Development of a method for extracting fracture toughness from instrumented Charpy impact tests in the ductile and transition regimes

Abstract

The Charpy impact test is often used to qualify the structural materials used for the fabrication of industrial components, in particular steel-based components. This relatively simple test used for more than a century was originally designed to contribute to ensure steel quality. Later, it was used to determine the so-called ductile-to-brittle transition temperature (DBTT) to characterize the fracture resistance of body-centered cubic (bcc) structural materials. In the nuclear field, it was also used in surveillance programs monitoring the property degradation of the reactor pressure vessels avoiding prohibitive fracture toughness tests that would require large specimens.
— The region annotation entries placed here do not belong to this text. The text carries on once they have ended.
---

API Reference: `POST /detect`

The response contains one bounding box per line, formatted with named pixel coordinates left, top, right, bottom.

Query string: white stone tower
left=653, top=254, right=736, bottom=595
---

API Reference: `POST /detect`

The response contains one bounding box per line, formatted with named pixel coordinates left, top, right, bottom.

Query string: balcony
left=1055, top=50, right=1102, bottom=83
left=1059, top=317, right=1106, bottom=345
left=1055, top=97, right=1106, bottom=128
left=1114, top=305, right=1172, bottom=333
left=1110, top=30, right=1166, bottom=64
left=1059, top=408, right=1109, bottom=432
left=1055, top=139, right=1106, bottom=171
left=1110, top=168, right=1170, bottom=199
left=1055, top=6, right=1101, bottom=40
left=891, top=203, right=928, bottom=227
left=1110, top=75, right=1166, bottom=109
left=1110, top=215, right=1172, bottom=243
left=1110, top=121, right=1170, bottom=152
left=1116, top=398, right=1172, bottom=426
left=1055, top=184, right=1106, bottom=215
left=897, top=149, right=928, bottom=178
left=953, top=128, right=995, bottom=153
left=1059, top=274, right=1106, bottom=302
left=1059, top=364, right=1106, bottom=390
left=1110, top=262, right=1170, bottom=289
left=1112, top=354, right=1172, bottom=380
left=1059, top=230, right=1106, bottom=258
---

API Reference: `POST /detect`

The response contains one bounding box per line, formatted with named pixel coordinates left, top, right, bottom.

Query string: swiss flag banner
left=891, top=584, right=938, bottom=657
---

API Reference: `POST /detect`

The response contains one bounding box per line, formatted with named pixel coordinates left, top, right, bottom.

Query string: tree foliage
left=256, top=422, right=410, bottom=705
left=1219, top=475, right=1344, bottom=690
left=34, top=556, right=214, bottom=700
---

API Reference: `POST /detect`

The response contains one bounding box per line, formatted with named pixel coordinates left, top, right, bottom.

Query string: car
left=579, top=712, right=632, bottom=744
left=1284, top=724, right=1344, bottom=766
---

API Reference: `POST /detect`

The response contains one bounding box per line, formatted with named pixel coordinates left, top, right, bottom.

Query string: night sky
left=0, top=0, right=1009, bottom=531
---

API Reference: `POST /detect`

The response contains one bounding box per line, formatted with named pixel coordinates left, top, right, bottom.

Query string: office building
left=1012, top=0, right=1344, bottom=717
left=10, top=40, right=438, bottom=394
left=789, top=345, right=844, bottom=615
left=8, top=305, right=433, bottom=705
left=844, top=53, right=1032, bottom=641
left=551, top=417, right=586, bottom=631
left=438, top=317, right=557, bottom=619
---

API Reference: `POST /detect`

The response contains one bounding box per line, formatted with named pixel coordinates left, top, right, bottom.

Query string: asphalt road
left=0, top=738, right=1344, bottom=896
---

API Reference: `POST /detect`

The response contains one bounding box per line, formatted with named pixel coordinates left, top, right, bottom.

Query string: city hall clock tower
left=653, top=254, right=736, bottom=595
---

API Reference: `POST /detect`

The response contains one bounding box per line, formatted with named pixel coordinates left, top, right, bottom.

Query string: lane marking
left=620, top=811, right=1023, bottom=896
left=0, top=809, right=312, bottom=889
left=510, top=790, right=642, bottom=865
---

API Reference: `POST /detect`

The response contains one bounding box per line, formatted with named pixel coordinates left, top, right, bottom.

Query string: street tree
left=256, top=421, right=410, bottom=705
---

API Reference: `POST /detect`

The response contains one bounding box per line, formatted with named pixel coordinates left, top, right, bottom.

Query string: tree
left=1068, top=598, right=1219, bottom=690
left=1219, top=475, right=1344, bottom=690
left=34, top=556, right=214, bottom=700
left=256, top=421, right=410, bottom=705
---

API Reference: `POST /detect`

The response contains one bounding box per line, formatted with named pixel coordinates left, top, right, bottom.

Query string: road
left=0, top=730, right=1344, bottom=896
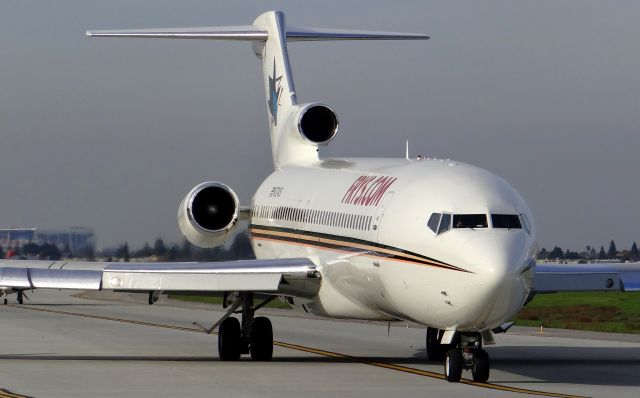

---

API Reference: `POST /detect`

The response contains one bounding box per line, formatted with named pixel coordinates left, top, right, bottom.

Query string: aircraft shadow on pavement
left=487, top=346, right=640, bottom=386
left=0, top=353, right=426, bottom=365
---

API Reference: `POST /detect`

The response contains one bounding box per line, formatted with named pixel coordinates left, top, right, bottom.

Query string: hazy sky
left=0, top=0, right=640, bottom=249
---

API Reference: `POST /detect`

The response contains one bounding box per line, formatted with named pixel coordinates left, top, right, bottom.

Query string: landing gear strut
left=427, top=328, right=491, bottom=383
left=203, top=293, right=275, bottom=361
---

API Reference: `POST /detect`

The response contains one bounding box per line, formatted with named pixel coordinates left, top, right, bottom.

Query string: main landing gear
left=1, top=290, right=26, bottom=305
left=427, top=328, right=491, bottom=383
left=195, top=293, right=275, bottom=361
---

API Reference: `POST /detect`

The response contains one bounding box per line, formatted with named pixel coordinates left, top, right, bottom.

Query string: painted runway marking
left=5, top=304, right=585, bottom=398
left=0, top=388, right=31, bottom=398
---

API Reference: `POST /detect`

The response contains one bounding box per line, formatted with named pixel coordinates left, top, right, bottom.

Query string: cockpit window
left=427, top=213, right=440, bottom=233
left=491, top=214, right=522, bottom=229
left=520, top=213, right=531, bottom=235
left=438, top=214, right=451, bottom=234
left=453, top=214, right=487, bottom=229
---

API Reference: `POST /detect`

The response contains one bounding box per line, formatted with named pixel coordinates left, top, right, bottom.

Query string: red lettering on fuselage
left=342, top=176, right=397, bottom=206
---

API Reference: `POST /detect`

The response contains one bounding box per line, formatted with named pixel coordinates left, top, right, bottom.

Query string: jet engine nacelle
left=178, top=181, right=240, bottom=247
left=289, top=103, right=338, bottom=145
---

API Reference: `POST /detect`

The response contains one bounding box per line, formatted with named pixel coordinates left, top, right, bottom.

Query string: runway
left=0, top=290, right=640, bottom=398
With the advances in fracture mechanics achieved over the last decades, it is possible nowadays to reliably measure fracture toughness from significantly smaller specimens. In particular, the master curve offers a simple method to derive the fracture toughness – temperature dependence curve that can be further used for integrity assessment. A number of empirical correlations were established by relating the DBTT measured with Charpy impact tests to the master curve reference temperature, T0. However, all those correlations are essentially empirical and rely heavily on experimental databases on which they were derived.The main objective of this work is a more direct derivation of quasi-static fracture toughness from the Charpy impact test that can be directly compared to measured quasi-static fracture toughness data. This way, the consistency between the multiple properties delivered by the various tests guarantees the overall quality of the experimental data used to characterize the mechanical properties of structural materials. The proposed procedure relies on the J-integral derived from the instrumented Charpy impact test and on the normalization of the crack resistance curve by accounting for dynamic effects, notch/crack configuration effects, loading rate effects, side grooving effects and eventually specimen size effects. The results obtained on several materials in the unirradiated and irradiated conditions are very promising and provide an interesting property-to-property correlation tool, not only as a quality control but they also offer a cheap and fast estimate of fracture toughness for material design purposes.